The guild and the Hollywood studios — represented by the AMPTP — haven’t negotiated directly since a meeting between the committee and several studio CEOs on Aug. 22 ended with the AMPTP publicly releasing the details of its proposed contract. Last Friday, the guild suggested in a public statement that studios make separate deals with the WGA, which the AMPTP promptly rejected.

A major factor in the renewed freeze in talks between the two sides is a dispute over whether the studios or the guild should provide the next counterproposal to continue talks. 

In its memo on Friday, the WGA maintained that it presented its own counterproposal to the publicly released offer from the studios on Aug. 15, four days after it was first presented to the negotiating committee. The guild said that it’s waiting for a formal response to that Aug. 15 offer and blamed the current standstill on “AMPTP paralysis.”

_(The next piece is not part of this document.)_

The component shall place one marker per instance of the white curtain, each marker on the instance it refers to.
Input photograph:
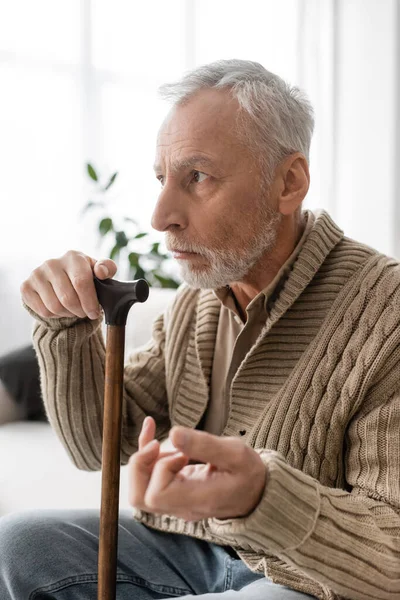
(78, 82)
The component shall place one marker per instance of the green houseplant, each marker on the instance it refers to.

The AMPTP retorted in its statement hours later with its own timeline of the renewed August negotiations, saying that it had talks with the guild on Aug. 16 and 17 on contract terms regarding artificial intelligence use in WGA-covered work. The organization claims that on Aug. 18, the studios “offered further compromises” in response to the guild’s Aug. 15 proposal and that the guild said it would respond within the week.

The AMPTP said in their statement that it “has not heard from the Guild since that time,” though the statement doesn’t make any note of the meeting with the CEOs held on Aug. 22. The individual with knowledge of the WGA’s canceled meeting with showrunners sided with the AMPTP’s account of the talks.

“[The WGA] have not countered. They have held the line with what they went in with,” said the individual. This person also said that Hollywood CEOs have continued to reach out individually to try to break the logjam and spark a true negotiating conversation. 

But the individual said, “They’re not cooperating with anyone.”

The individual said some showrunners are considering leaving the union and working independently, a sign of how the trust is beginning to fray between leadership and some influential members. 

And the WGA has similarly rejected offers of mediation help from outside the industry, whether politicians or other business figures. 

“They don’t want help from anyone,” said the individual, who was frustrated that there’s no active negotiation happening. “They think everyone is complicit. Many people that have no horse in the race have tried.”

Meanwhile, studios are continuing to suspend overall deals to high-profile showrunners, including Lorne Michaels (“Saturday Night Live”), Chuck Lorre (“The Big Bang Theory”) and J.J. Abrams (“Fringe”).

Jeremy Fuster contributed to this report.